Jonathan Turley hits the nail on the head when he describes this approach to public safety:
Law enforcement officers do not expect blind deference on shootings. However, they have a right to expect a fair chance for an investigation to hear their side of a shooting — not a governor or a mayor rushing before cameras to effectively accuse them of murder.
At this point, it may not matter. Only the mob matters. Minneapolis Brian O’Hara explained: “even if there is an investigation that ultimately proves that at the time of the shooting it was legally justified, I don’t think that even matters at this point, because there just- there is so much outrage and concern around what is happening in the city.”
Walz has demonstrated politics of the lowest kind, stoking anger as citizens and officers alike are injured. Walz is pledging to go to court to stop further operations—a lawsuit that would be another frivolous filing. Previously, the state, including Attorney General Keith Ellison, filed to prevent the federal government from increasing forces to investigate fraud and immigration violations.
Walz, Maye, and others are following a long line of demagogues who sought to use social unrest to advance their political careers. For Walz, sending people into the streets has the benefit of not having them at home watching and reading about the growing fraud scandal in his state.
It is not a defense of democracy, but mobocracy in Minnesota.
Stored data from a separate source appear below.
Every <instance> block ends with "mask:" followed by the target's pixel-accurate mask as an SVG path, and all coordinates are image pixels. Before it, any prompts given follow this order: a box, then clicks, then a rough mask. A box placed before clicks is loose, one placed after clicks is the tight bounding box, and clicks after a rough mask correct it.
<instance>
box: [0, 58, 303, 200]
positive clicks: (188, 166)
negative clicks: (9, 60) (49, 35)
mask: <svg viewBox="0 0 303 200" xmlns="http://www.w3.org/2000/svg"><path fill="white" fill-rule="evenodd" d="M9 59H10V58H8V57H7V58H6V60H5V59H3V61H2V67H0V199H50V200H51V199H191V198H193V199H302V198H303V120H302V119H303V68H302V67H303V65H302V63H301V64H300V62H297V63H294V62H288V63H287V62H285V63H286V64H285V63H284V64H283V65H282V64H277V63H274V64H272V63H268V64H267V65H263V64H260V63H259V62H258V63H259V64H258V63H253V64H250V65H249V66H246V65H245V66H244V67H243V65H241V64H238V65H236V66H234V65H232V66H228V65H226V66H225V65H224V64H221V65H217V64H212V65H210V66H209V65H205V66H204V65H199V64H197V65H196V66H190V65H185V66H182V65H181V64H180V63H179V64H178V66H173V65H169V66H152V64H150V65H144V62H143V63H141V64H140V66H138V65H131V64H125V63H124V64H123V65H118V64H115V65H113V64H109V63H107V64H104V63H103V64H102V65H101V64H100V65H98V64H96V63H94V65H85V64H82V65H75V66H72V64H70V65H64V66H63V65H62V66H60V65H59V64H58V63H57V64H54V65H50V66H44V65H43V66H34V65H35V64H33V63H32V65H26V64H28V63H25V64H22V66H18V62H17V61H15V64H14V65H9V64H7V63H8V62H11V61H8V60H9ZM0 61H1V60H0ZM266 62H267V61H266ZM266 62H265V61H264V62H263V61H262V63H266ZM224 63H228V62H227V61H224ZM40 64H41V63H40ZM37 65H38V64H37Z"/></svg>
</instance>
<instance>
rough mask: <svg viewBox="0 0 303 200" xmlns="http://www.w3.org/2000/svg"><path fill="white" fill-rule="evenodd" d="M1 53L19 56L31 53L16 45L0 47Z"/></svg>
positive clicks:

O'Hara, Minneapolis' chief law enforcement officer, has joined with Governor Walz, Attorney General Ellison, and Mayor Frey in arguing that the mob should rule, and each of them has worked very hard to stoke up the anger of the mob and increase the number of conflicts between law enforcement and the mob.
BREAKING - At least two Democrat Minnesota state officials and a campaign adviser to Tim Walz, Amanda Koehler, have been identified as “admins” and “dispatchers” in a now-leaked Signal group chat used to stalk and impede federal immigration operations in the state. pic.twitter.com/qkZcvAB9cZ
— Right Angle News Network (@Rightanglenews) January 25, 2026
It is well known that ICE and the Border Patrol are leery of informing Minneapolis police of their whereabouts now because every time they do, somebody in the Department leaks the information. A Minneapolis City Councilwoman is organizing members of the mob and administering a Signal channel directing protesters. Other councilmembers are participating in the disruption of law enforcement efforts. Hennepin County prosecutors are participating in felonious protests.
Good find in the Don Lemon footage from @lukerosiak: one of the protesters he spoke with is a top aide for the Soros prosecutor in Minneapolis that would be responsible for prosecuting the church protest.https://t.co/t73Vlbu9EE
— Brent Scher (@BrentScher) January 20, 2026
They are all stoking the chaos and then demanding that law enforcement stop enforcing the law because of the chaos they are causing.
I have called this the "heckler's veto" strategy; if you generate enough chaos, you get to decide who can do what. If you are aggressive enough, the rules don't apply to you.
And the chaos is not organic. It is well-funded, well-planned, and is the product of a coordination between outside activists (many of whom get government funding) and government officials.
This is the manual instructing people on how to interfere with law enforcement operations pic.twitter.com/sslWhQzUCi
— Michael Shellenberger (@shellenberger) January 25, 2026
Trump may be right about his reluctance to use the insurrection act to quell the chaos, but that is a tactical question in a political war; but practically speaking, this really IS an insurrection, with state and local officials demanding that they have veto power over the federal government and federal laws.
Their claim is that "Minnesota values" trump federal law and the Supremacy Clause of the Constitution. Last I checked, that was the same claim made by the slave states when they seceded.